You've trained a linear regression, a Random Forest, and an XGBoost on the same dataset. They all look good on training data. Which one will generalise to unseen data? You can't tell without a rigorous evaluation framework.

Linear
Train: 0.81
Test: ???
RF
Train: 0.97
Test: ???
XGBoost
Train: 0.95
Test: ???
"Training performance tells you about the past. Cross-validation tells you about the future."
2

The Intuition

K-Fold cross-validation splits data into K equal folds. Train on K-1 folds, test on the remaining fold. Rotate until every fold has been the test set. Average the K scores. This uses all your data for both training and testing.

5-Fold CV: each fold takes a turn as test set
3

The Math

K-Fold CV Score
CV = (1/K) Σₖ score(model trained on D\Dₖ, evaluated on Dₖ)
AIC / BIC (penalise complexity)
AIC = 2k − 2ln(L̂)  |  BIC = k·ln(n) − 2ln(L̂)
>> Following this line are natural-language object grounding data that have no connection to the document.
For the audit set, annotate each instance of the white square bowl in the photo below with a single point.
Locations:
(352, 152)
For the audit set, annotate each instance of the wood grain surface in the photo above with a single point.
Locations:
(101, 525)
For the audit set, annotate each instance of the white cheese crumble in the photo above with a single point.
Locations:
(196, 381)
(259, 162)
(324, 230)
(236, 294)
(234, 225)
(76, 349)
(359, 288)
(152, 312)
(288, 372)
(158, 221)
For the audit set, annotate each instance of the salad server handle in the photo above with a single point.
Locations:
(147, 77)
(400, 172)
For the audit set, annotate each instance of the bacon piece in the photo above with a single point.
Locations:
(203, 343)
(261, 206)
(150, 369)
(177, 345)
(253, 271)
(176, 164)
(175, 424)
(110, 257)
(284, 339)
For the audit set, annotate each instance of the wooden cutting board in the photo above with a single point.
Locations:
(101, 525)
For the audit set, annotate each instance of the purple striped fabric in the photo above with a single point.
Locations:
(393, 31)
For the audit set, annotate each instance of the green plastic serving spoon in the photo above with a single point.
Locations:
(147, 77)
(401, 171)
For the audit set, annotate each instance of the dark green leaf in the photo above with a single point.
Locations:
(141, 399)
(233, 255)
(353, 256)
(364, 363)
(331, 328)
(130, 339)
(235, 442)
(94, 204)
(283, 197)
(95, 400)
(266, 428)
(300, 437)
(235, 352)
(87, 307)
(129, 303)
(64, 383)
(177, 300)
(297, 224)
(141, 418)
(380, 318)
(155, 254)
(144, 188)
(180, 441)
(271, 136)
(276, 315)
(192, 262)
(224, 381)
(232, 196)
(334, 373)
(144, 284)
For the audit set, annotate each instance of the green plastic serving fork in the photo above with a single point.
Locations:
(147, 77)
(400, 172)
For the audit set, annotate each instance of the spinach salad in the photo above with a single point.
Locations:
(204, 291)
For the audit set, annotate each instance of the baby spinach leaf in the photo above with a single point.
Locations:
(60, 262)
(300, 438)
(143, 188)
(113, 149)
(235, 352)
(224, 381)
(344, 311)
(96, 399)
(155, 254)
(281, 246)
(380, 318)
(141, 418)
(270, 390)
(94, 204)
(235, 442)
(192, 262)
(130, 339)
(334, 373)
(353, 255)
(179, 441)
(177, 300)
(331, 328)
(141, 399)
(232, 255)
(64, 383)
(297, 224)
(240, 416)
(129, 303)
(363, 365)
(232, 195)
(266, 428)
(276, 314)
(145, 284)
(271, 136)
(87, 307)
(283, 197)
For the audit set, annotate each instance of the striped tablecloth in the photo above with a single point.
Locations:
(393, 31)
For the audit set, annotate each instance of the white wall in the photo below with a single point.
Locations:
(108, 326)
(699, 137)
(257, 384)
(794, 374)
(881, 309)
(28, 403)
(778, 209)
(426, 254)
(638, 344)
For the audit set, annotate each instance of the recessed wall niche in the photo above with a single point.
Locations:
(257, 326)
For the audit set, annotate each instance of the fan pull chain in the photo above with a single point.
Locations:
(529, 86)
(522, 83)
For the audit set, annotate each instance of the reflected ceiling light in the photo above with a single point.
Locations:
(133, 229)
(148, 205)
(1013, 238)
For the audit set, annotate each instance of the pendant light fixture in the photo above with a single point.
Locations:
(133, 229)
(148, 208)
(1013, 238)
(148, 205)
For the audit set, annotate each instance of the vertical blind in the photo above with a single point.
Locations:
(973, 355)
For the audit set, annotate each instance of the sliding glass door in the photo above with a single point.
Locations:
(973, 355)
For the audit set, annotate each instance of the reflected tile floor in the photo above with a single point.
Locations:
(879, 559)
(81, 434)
k = parameters, L̂ = likelihood, n = observations. Lower = better.

Hyperparameter Search

GridSearchCV — exhaustive (slow). RandomizedSearchCV — random sample (faster). Optuna/Hyperopt — Bayesian (smartest).

4

Assumptions & Pitfalls

Data leakage. Preprocessing (scaling, feature selection) must happen inside the CV loop, not before. Otherwise you've snooped at the test data.
Test set must be held out until the end. Once you use the test set to tune hyperparameters, it's no longer a test set — it becomes validation data.
Time series: no random splits. For temporal data, always use TimeSeriesSplit — train on past, test on future. Never shuffle.
5

When to Use

Strengths

  • Unbiased estimate of generalisation error
  • Uses all data efficiently
  • Detects data leakage and overfit
  • Enables fair model comparisons

Limitations

  • K × training time cost
  • Variance in small datasets
  • Wrong for time series without care
  • Doesn't replace a true held-out test set
Any model comparison Hyperparameter tuning Feature selection

Key Takeaways

Cross-Validate Everything

Never compare models on the training set. 5-fold CV is the minimum; 10-fold for smaller datasets.

Avoid Data Leakage

Put all preprocessing inside a Pipeline and inside the CV loop. A single leaked data point can produce optimistically wrong results.

One True Test Set

Hold out a final test set. Touch it exactly once — after all tuning is done. Its result is your honest performance estimate.